Vivo-me por entre as Sombras de um castanheiro velho, que teima em fazer-me sombra. Ali onde ele habitava, fui feliz por nada saber, contente por tudo desejar, e sou ainda desejoso por obter aquilo que ainda não tenho. A longevidade do Castanheiro inveja-me. Consegue estar só, imponente, vivendo aquilo que a Natureza lhe dá sem arrependimento, dor ou comentário. Ao invés, eu habito-me no silêncio bradando aos Céus e procurando respostas para os mais complicados enigmas e tristezas. Vivo perpetado num clima de angústia que me fere os olhos, me cega a lucidez e me condena a ficar atrás de grades de dor. Não consigo ficar estático face ao que a Vida me dá. Esgana-me o silêncio, molesta-me a ausência, aumenta-me os cabelos brancos e põe-me rugas na silhueta.

O velho Castanheiro vive-se a ele próprio. Habita-se a ele próprio. É feliz porque existe simplesmente, sem pensar, sem querer, sem preocupações. Invejo-o por isso. Não tem o estigma de viver pensando se conseguirá ser alguém, se conseguirá obter respostas para o Mistério daquilo que sente, daquilo por que passa e da Razão que o faz estar ali, parado, imune ao passar do tempo e das pessoas que o rodeiam.
Enclausuro-me no Meu Mundo querendo que dele me roubes. Me venhas habitar, roubar-me, tirar-me do adiamento sistemático da Felicidade e A precipites como um fútil estalar dos dedos. Sim, onde a Vida perder o Mistério ganha a Felicidade o seu significado. Gostaria de percorrer os trilhos de uma Razão. Alcançar na mácula, a vivência eterna e ser por momentos o Imperador da Existência, o Imperador da Tua Existência.
As amarras, que me amordaçam os sentidos, vão-se esbatendo e rompendo lentamente como um dia que segue o seu caminho rumo ao seu fim - a Noite. Luto contra elas como um General de guerra que quer levar de vencida a sua batalha. Talvez no dia em que for capaz de as derrotar seja o mais feliz dos lutadores, porque chegou, viu, não venceu, mas lutou para isso ter acontecido.
Beijei-me a mim próprio quando me vi no espelho. Não porque os pensamentos de Narciso me infestaram, antes porque sei que um dia será outra pessoa a beijar-me, por entre as manhãs, tardes e noites de meses e meses a fio. No Ocaso da Vida estarei aí feliz, completo e uno com essa pessoa, habitando a essência do Ser.
Por agora, tento-me viver...
Apenas eu, Hugo!

Saturday, September 24, 2005

Escorregue-te-me



Procura na noite a palavra sentida mas não dita.
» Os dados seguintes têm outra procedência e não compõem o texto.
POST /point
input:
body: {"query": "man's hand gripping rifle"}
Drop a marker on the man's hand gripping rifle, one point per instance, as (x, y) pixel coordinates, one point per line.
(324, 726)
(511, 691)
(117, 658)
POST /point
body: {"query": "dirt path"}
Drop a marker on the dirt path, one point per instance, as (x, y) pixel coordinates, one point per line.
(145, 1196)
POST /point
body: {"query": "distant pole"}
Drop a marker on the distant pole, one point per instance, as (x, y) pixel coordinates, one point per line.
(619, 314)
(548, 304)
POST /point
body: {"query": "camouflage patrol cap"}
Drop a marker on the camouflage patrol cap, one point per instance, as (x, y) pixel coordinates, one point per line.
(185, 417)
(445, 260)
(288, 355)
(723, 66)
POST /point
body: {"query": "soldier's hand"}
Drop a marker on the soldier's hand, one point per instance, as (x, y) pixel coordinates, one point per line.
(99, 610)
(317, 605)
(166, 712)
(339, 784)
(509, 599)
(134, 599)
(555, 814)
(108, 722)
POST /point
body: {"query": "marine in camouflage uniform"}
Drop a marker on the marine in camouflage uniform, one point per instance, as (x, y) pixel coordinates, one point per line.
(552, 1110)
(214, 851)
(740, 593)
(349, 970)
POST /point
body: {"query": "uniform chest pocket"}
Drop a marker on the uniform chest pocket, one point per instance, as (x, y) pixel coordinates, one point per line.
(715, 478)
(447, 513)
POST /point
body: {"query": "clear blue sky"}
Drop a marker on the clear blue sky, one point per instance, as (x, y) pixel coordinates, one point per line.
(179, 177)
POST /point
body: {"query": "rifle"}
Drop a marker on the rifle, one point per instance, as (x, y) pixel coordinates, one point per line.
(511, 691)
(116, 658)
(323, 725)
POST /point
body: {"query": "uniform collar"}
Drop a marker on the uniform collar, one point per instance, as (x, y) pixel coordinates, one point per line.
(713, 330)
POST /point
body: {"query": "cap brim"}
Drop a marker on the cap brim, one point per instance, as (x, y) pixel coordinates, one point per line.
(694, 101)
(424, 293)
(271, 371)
Vê, por entre um espelho de miragens, o vagabundo que te deseja por entre as tórridas mensagens de um Além cada vez mais distante. Procura no trivial a mensagem plena, e no acto feito passado, transforma-o no acto promessa presente, reafirmando aquilo que veneras.

Sentei-me hoje na esquina da Vida e parei. Ali, onde o Ocaso perde o sentido, estagnei num fragmento de ondas de um Mar qualquer, viajei na miragem de um sonho por acabar e afastei-me de mim por momentos, para ver se afinal sou eu quem sente. Ao meu lado, boiam recordações de um passado, pensamentos ditos e embalados para a lixeira, promessas e sentimentos que passaram ao lado e uma Vida que não pode ser escrita com v maiusculo. Perdoe-se a incoerência das palavras, pois se elas não traduzem o que sinto, então a capacidade é manifestamente insuficiente.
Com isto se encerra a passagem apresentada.